Güncel

HDK: Sur’da yapılanların Palmira’dan farkı yok

H. Merkezi:  Sur ziyareti sonrası açıklama yapan HDK heyeti, “Demografik yapı değiştiriliyor, şu an fotoğraflardaki yapıların hiçbiri yok. Sur’da yapılanlar, DAİŞ’in Palmira’da yaptığından hiçbir farkı yok. Hepimizin görevi Sur’u yaşatmaktır” dedi.
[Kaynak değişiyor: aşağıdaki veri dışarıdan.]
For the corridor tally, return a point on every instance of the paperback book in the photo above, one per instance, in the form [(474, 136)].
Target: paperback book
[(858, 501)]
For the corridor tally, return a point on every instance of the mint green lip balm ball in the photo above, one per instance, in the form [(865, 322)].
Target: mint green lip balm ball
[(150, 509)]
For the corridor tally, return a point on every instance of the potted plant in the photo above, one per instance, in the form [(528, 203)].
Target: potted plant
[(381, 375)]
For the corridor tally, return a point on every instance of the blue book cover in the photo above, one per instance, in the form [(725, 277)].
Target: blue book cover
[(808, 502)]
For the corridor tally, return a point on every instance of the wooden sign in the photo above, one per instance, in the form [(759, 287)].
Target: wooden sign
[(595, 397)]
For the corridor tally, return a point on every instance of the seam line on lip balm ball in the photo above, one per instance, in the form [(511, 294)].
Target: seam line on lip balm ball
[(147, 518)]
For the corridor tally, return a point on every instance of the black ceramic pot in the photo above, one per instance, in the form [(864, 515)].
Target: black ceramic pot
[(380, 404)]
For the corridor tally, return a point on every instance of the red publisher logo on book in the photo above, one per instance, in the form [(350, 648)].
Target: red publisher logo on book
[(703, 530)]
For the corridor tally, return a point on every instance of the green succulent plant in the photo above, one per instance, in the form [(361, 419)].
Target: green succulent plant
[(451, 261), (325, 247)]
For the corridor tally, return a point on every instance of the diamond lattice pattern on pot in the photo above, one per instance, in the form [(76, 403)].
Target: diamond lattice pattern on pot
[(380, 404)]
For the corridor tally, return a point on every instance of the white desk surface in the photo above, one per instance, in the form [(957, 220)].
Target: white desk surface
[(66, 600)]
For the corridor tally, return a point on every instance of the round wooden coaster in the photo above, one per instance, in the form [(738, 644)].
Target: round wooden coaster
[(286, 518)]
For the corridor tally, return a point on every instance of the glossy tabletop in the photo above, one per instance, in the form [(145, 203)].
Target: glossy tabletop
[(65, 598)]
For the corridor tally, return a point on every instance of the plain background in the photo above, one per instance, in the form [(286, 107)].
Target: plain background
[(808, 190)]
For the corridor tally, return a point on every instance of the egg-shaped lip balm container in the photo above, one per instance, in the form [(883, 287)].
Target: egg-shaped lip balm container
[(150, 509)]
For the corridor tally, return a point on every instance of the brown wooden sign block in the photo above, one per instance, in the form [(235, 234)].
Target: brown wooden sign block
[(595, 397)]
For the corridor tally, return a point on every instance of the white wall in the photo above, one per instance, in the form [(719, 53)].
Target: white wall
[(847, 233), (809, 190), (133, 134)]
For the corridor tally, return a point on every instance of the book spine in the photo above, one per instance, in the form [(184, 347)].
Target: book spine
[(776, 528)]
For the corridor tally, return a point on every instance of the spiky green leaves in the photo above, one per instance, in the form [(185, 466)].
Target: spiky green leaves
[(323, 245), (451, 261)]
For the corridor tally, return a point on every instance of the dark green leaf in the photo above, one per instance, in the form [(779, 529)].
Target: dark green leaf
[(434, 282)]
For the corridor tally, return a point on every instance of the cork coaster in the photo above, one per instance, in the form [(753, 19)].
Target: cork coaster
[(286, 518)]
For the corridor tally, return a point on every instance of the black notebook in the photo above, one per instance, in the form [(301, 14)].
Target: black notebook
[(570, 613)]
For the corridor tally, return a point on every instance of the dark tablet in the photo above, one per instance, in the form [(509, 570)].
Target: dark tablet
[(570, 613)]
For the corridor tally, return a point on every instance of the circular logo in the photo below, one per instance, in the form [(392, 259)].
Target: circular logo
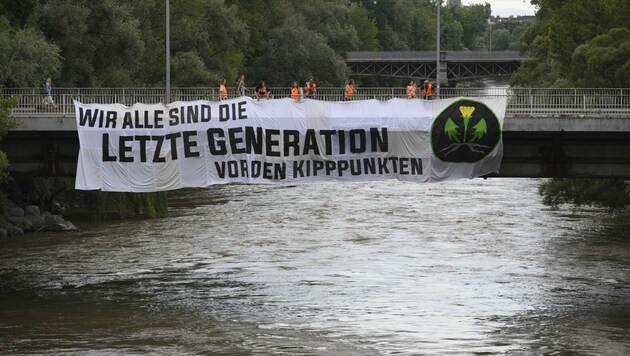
[(465, 132)]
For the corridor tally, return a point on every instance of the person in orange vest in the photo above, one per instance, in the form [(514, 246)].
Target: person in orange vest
[(347, 96), (295, 91), (222, 90), (262, 91), (427, 90), (310, 89), (412, 90)]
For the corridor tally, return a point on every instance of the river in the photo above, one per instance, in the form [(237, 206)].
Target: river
[(460, 267)]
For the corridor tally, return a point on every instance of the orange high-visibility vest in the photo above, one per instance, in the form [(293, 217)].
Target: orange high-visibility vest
[(349, 92), (262, 91), (295, 94), (427, 89), (411, 91), (310, 88)]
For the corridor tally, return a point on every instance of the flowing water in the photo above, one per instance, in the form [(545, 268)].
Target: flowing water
[(461, 267)]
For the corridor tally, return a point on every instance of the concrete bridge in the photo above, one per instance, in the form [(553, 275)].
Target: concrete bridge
[(547, 132), (454, 65)]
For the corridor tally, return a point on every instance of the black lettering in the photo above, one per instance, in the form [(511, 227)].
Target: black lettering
[(253, 139), (394, 164), (173, 138), (327, 140), (217, 148), (192, 114), (158, 149), (143, 146), (244, 170), (224, 112), (404, 165), (342, 141), (241, 110), (382, 166), (87, 117), (267, 170), (220, 169), (256, 169), (355, 167), (291, 140), (157, 119), (111, 119), (270, 143), (310, 143), (232, 169), (106, 156), (137, 124), (190, 143), (416, 166), (205, 113), (342, 166), (123, 148), (317, 166), (354, 147), (235, 138), (173, 117), (127, 121), (280, 171), (379, 141), (369, 166), (298, 170)]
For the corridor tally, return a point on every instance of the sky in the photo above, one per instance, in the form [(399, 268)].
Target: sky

Halkların Demokratik Kongresi (HDK), Diyarbakır’ın Sur ilçesinde “Kentsel dönüşüm” adı altında süren yıkıma dikkat çekmek ve nelerin yapılması gerektiği konusunda İstanbul Taksim’de bulunan binalarında toplantı düzenledi. Toplantının yapıldığı salona, “Diren gezi diren lice diren Sur” pankartı ile sokağa çıkma yasağı sırasında Sur’da yaşanan yıkımları anlatan fotoğraflar asıldı. Toplantıya, dün Sur’u ziyaret eden heyet içerisinde bulunan HDK Eş Sözcüsü Onur Hamzaoğlu, Barış Bloku üyesi Zelal Ekinci, Sosyalist Yeniden Kurtuluş Partisi (SYKP) Eşbaşkanı Ahmet Kaya, HDK Yürütme Kurulu (YK) Benazır Coşkun ve HDK Mimar Mühendis Şehir Planlama Meclisi üyesi Güzin Alparslan katıldı.
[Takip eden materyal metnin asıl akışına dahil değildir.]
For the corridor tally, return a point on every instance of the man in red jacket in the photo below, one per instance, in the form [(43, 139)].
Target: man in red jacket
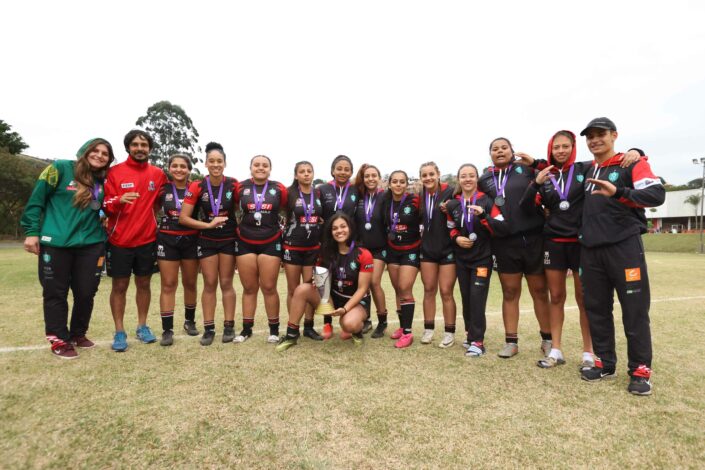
[(131, 192)]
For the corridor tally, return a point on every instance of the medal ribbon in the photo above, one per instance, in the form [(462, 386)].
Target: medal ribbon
[(563, 193), (215, 203), (500, 187)]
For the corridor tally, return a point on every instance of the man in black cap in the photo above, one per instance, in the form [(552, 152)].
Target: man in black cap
[(613, 258)]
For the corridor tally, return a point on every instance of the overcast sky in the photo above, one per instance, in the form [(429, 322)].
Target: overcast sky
[(390, 83)]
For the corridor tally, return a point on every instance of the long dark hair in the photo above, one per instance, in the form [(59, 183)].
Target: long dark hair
[(293, 189), (329, 247)]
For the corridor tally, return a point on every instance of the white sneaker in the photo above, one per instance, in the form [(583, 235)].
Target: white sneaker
[(447, 341), (427, 337)]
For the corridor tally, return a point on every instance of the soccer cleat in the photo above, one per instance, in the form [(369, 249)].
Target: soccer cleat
[(640, 381), (120, 341), (447, 341), (312, 334), (404, 341), (167, 338), (145, 335), (379, 331), (476, 349), (207, 338), (427, 337), (509, 350), (190, 328), (63, 350), (228, 335), (285, 343), (82, 342)]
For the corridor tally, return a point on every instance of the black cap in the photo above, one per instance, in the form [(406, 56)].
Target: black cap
[(600, 123)]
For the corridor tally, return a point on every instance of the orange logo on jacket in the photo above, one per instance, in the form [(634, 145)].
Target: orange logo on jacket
[(632, 274)]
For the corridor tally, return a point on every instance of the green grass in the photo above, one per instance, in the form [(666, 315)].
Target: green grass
[(672, 242), (331, 405)]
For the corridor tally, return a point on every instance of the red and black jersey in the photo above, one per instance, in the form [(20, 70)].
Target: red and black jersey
[(266, 199), (435, 239), (513, 180), (609, 220), (402, 219), (461, 222), (198, 196), (170, 200), (332, 196), (371, 208), (302, 230), (131, 225), (346, 269)]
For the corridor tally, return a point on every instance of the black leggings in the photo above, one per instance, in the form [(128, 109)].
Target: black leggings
[(474, 285), (63, 268)]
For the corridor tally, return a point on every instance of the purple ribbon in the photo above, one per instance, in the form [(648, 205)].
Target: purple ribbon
[(215, 203), (468, 214), (500, 188), (395, 217), (563, 193)]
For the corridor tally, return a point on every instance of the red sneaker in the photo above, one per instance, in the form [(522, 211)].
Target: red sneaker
[(63, 350), (405, 341), (82, 342)]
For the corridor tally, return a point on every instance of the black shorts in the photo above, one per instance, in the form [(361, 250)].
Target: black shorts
[(519, 254), (272, 248), (172, 247), (123, 262), (301, 257), (207, 247), (561, 255), (403, 258), (447, 257)]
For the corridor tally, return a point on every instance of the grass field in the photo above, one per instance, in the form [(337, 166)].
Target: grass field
[(331, 405)]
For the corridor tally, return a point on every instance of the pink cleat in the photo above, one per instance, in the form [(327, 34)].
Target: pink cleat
[(405, 341)]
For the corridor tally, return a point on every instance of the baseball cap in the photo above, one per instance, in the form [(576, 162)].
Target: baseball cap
[(600, 123)]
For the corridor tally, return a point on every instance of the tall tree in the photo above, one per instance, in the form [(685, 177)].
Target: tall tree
[(11, 141), (172, 131)]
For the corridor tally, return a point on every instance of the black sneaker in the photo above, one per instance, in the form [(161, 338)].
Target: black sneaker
[(207, 338), (379, 331), (640, 381), (595, 374), (167, 338), (312, 334), (228, 335), (190, 328)]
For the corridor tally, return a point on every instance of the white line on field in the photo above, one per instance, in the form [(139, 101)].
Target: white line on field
[(418, 319)]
Toplantıda konuşan HDK Eş Sözcüsü Onur Hamzaoğlu, daha önce planladıkları Sur ziyaretlerini dün gerçekleştirdiklerini belirterek, kentteki birçok sivil toplum örgütünü ziyaret ettiklerini söyledi. Sur halkıyla da bir araya geldiklerini ifade eden Hamzaoğlu, “Sur, Anadolu’daki medeniyetleri bir arada görebileceğimiz bir yerleşim yeridir. UNESCO, dünya mirasları listesine alınmıştı. Sur’un 2016 yılı sonu itibariyle 116 bini aşkın bir nüfusu var. 2008 civarında 140 bini aşan bir nüfus vardı. Nüfus azalmasının iki temel nedeni var. Kitlesel göçe sebep olan sokağa çıkma yasağından sonra önemli bir bölümü tanklarla toplarla yıkıldı. 24 bin kişi yaşadığı evleri terk etmek zorunda kaldı” dedi.

 

Halk zorla yerinden ediliyor

Çatışma sürecinde tahrip olan bölgelerin girişi beton bloklarla kapatıldığını ve bu alanlara girişin mümkün olmadığına dikkat çeken Hamzaoğlu, şöyle dedi: “Bu bölgelere hala girilemiyor? Beton bloklarla kapatılmış. Bu bölgeyi görmek mümkün değil. Sur’un 8 mahallesinden 2 mahalle, 2009 yılından beri ‘kamulaştırma’ girişimleriyle karşı karşıya kalmış. Tescilli binaların dışında bütün binaların yıkımı kararlaşmış. Önemli bir bölümü evini kiraya vererek bölgeden ayrılmış. Çatışma ortamı etkisiyle bu süreç uyumuş. Savaştan sonra 2016 yılı sonunda bu mahalle için ‘acil kamulaştırma’ kararı alınıyor. Bu bölgede yaşanan insanlar zorunlu yerinden edilme ile karşı karşıyadır. Herkes, orada var olmuş olan binlerce yıllık kültürün zorunlu yerinden edilmeyle yok olacağından tedirgin” diye konuştu.

 

“Sur’un dokusu korunarak yeniden inşa edilmeli”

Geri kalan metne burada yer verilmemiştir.